Republican-backed cuts to Medicaid could wipe out billions of dollars hospitals rely on.

What happens when that money disappears?

  • Hospital budget cuts mean layoffs, unit closures, and devastating gaps, especially in rural and low-income communities.
  • These cuts will accelerate the shutdown of labor & delivery wards and other essential but less profitable services.
  • Healthcare workers will pay the price—with job loss, unsafe staffing, and rising workplace violence.


Understaffing Hurts Every Patient

We’ve seen it on the job: fewer healthcare workers means more risk. When Medicaid funding dries up, so does staffing—and every patient suffers:

  • Just one extra patient per nurse increases the chance of death by 7 percent.
  • Patients face higher risk of cardiac arrest, infections, and preventable complications.
  • As preventive care disappears, emergency rooms become the last resort—causing delays, overcrowding, and crisis care instead of chronic care.

This isn’t just bad policy. It’s a direct attack on public healthcare and the workers who make it run. Union members fought to win healthcare at work, and we’ve spent decades making sure our communities have access too. 

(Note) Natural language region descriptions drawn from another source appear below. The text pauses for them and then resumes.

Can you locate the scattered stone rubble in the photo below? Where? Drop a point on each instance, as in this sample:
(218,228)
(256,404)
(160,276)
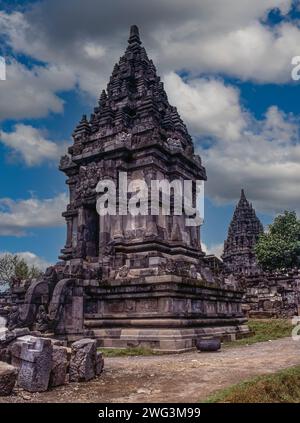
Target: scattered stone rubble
(36,364)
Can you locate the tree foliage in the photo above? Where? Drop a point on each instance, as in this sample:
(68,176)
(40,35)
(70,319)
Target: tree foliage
(279,248)
(13,267)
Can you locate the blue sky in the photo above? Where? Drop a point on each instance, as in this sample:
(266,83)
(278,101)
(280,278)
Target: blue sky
(227,68)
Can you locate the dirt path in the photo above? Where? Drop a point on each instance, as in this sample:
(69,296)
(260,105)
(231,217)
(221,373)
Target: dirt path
(173,378)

Republican Cuts will Hurt Students with Disabilities and School Staff.

Medicaid reimbursements help to fund the salaries of school-based health staff. This means, in many instances, the new law potentially endangers the jobs of AFT school psychologists; counselors; social workers; speech pathologists; school nurses; and occupational, physical and other therapists, putting the education of our students with the most need at risk.